Символическое, Воображаемое и Реальное
2.
Чтобы подойти к предмету, о котором у нас пойдет речь, то есть о символизме, скажу для начала, что большая часть воображаемых функций в анализе имеют к фантазматической реальности, проявлением которой они служат, не большее отношение, чем слог лис к животному, которое он означает. Ясно, что в таких словах, как кулисы, или одалиска, значение слога лис совершенно иное. Можно было бы воспользоваться, наоборот, лисом, чтобы символизировать слог лис в одалиске или кулисах, но тогда к нему следовало бы присоединить другие воображаемые термины, которые воспринимались бы исключительно как слоги, призванные данное слово дополнить.
Именно так следует понимать Символическое, с которым мы в аналитическом обмене имеем дело.
Идет ли речь о реальных симптомах, оплошностях или чем-то другом, что вписывается в то, с чем мы в анализе сталкиваемся на каждом шагу и что является, как показал Фрейд, его подлинной сутью, в любом случае мы имеем дело с символами, причем с символами, организованными в язык и функционирующими, следовательно, благодаря артикуляции означающего и означаемого — артикуляции, составляющей саму суть языка.
Не я первым сравнил сновидение с ребусом, это сделал Фрейд. Что касается симптома, то наличие и в нем некоторых черт языковой организации и структуры свидетельствуется хотя бы простейшим из симптомов, истерическим, который всегда представляет собой некий эквивалент сексуальной активности, но эквивалент заведомо неоднозначный. Напротив, он всегда многозначен, сверхдетерминирован, наслоен на что-то другое — одним словом, выстроен именно так, как бывают выстроены образы в сновидениях. Здесь налицо конкуренция символов, их взаимное наложение, не менее сложная, чем поэтическая фраза, в которой роль одновременно играет все — интонация, структура, каламбуры, ритмы, звучание. Все происходит одновременно в нескольких планах, что для языкового порядка, в языковом регистре, вполне естественно.

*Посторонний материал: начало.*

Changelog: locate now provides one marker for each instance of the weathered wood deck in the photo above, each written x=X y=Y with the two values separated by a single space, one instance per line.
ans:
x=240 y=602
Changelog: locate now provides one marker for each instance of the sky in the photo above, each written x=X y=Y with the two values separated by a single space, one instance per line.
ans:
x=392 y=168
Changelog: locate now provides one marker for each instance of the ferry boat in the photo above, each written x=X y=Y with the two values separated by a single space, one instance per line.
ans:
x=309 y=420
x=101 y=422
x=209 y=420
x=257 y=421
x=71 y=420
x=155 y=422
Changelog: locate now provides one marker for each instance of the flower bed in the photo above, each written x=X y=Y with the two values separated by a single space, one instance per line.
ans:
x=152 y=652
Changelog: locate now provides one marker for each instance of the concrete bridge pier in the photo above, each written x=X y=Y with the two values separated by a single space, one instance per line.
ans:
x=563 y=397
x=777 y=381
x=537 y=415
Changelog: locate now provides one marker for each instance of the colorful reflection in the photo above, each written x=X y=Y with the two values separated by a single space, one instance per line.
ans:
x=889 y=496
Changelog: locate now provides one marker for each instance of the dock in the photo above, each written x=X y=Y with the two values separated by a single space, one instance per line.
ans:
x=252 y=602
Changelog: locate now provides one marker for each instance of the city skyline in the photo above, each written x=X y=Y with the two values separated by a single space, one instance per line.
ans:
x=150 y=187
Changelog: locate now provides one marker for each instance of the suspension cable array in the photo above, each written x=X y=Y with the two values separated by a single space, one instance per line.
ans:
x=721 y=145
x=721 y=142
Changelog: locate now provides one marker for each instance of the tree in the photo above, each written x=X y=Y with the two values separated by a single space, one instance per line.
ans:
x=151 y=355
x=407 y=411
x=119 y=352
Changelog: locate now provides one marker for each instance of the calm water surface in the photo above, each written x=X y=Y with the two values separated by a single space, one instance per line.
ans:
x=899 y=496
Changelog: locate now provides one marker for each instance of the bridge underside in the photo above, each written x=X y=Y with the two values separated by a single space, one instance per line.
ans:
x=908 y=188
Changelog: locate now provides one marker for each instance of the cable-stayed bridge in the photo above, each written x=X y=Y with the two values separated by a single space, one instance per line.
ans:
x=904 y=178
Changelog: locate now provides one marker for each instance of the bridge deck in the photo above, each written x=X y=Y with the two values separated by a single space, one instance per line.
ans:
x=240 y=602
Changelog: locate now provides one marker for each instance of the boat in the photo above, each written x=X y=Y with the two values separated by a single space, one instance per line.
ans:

Нам не составить себе об этом ясного представления, пока мы не разберемся в том, что же первоначально представляет собой язык.
Конечно, вопрос о происхождении языка принадлежит к предметам, которые словно нарочно предназначены подавать повод к организованному бреду, будь то коллективному или индивидуальному. Мы на эту удочку не попадемся. Язык — вот он, налицо. Это нечто уже возникшее.
Теперь, когда он уже возник, мы никогда не узнаем, ни как это произошло, ни когда, ни как обстояли дела прежде его возникновения.
Попробуем все же описать то, что было, возможно, одной из первых форм языка.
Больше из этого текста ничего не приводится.